La France, au nom de l’UE, a expliqué son cadre proposé pour l’adaptation, qui favorise les flux de ressources financières et d’investissements et édifie des partenariats entre pays industrialisés et pays en développement. Le délégué a suggéré que le Programme de travail de Nairobi  sur les effets, la vulnérabilité et  l’adaptation, ainsi que les réseaux et les centres régionaux, devraient favoriser les échanges de vues entre les parties. Le JAPON a mis en exergue son Earth Simulator System qui, a-t-il dit, peut prédire les futurs climats et améliorer la compréhension des besoins en matière d’adaptation.

L’AUSTRALIE a plaidé pour une focalisation sur l’application et le BANGLADESH, avec les Maldives, au nom des PMA, a encouragé l’accélération de la mise en œuvre. L’INDE, avec l’AOSIS et le GROUPE AFRICAIN, a appelé à des ressources supplémentaires.

ATTENUATION ET MOYENS D’EXECUTION: Le groupe de contact, présidé par le président de l’AWG-LCA, Machado, s’est réuni l’après-midi. Le délégué des Philippines, au nom du G-77/CHINE, a mis en relief la distinction entre les engagements des pays industrialisés pour l’atténuation et les mesures d’atténuation des pays en développement. Le délégué des ETATS-UNIS a déclaré que l’accord de Copenhague devrait être souple pour intégrer les différences entre les circonstances nationales et la manière dont elles évoluent  avec le temps. Le G-77/CHINE a souligné que les seules catégories à utiliser pour établir des distinctions entre les pays devraient être celles utilisées dans la Convention. L’UE, appuyée par l’AUSTRALIE et la NOUVELLE ZELANDE, y a fait objection, précisant que la différenciation des actions entre les groupes de pays doit avoir lieu dans le régime futur. La TURQUIE a suggéré des paramètres de différenciation, dont le PIB par habitant, l’utilisation énergétique par habitant et l’Indice du développement humain.

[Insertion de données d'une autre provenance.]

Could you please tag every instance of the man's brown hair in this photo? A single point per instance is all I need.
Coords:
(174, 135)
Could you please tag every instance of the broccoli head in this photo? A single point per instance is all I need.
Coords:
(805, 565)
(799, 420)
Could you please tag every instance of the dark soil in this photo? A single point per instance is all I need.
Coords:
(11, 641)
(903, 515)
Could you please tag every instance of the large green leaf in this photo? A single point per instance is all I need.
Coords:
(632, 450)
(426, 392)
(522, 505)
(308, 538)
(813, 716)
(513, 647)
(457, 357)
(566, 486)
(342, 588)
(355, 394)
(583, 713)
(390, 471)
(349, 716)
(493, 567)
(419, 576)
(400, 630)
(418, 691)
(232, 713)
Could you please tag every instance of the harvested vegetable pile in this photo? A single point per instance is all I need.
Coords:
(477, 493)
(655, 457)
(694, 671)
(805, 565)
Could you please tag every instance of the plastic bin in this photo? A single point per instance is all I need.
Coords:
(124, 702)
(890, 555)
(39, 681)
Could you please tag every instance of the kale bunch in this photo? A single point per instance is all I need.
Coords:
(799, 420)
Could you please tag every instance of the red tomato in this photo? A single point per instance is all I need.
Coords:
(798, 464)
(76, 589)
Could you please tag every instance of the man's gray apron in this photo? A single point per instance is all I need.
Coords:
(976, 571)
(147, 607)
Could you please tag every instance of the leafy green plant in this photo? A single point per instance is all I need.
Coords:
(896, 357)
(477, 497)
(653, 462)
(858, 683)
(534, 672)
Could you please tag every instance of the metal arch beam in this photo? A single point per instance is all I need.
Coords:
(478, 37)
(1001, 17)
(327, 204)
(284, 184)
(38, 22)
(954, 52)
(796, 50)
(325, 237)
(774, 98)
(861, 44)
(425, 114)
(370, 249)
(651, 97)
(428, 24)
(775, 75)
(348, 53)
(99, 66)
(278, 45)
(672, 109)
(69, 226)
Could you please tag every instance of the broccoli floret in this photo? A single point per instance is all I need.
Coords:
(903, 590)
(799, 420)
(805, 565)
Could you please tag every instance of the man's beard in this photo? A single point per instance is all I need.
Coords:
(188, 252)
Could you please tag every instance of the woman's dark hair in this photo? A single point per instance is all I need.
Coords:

Plusieurs parties ont appelé les pays industrialisés à prendre l’initiative en matière de réduction des émissions, et le BRESIL et la CHINE ont indiqué que les actions d’atténuation disponibles dans les pays en développement doivent être reconnues. CUBA a appelé à une réduction de  35%  des émissions des pays visés à l’Annexe I, d’ici 2020.

Le délégué d’ANTIGUA et BARBUDA ont fait observer que le groupe n’a pas mandat d’examiner des amendements à la Convention ou au Protocole. TUVALU a noté que conformément au mandat, le groupe devrait examiner non seulement des actions pour l’après 2012, mais également celle pour la période d’ici à 2012. Le JAPON a proposé de tenir avec l’industrie, à Poznan, une table ronde sur les démarches sectorielles. La REPUBLIQUE DE COREE a mis en exergue son idée pour un mécanisme fondé sur le marché  pour le financement et le transfert des technologies.

GROUPES DE CONTACT ET CONSULTATIONS OFFICIEUSES DE L’AWG-KP

QUESTIONS DIVERSES (EFFETS RESIDUELS): Le président de l’AWG-KP, Dovland, a présidé le groupe de contact. L’Afrique du Sud, au nom du G-77/CHINE, a déclaré que l’examen des effets résiduels devrait se focaliser sur les parties non visées à l’Annexe I. TUVALU, avec la NOUVELLE ZELANDE, le Sénégal, au nom du GROUPE AFRICAIN, et d’autres, ont déclaré qu’un examen attentif doit être accordé aux effets résiduels sur les pays les plus pauvres. La FEDERATION DE RUSSIE, avec la CROATIE, a déclaré que les effets résiduels sur toutes les parties et, en particulier, sur les pays en développement parties, devraient être examinés. Le CANADA a souligné la pertinence des effets résiduels sur toutes les parties, mais a suggéré d’examiner en priorité ceux exercés sur les pays les plus pauvres.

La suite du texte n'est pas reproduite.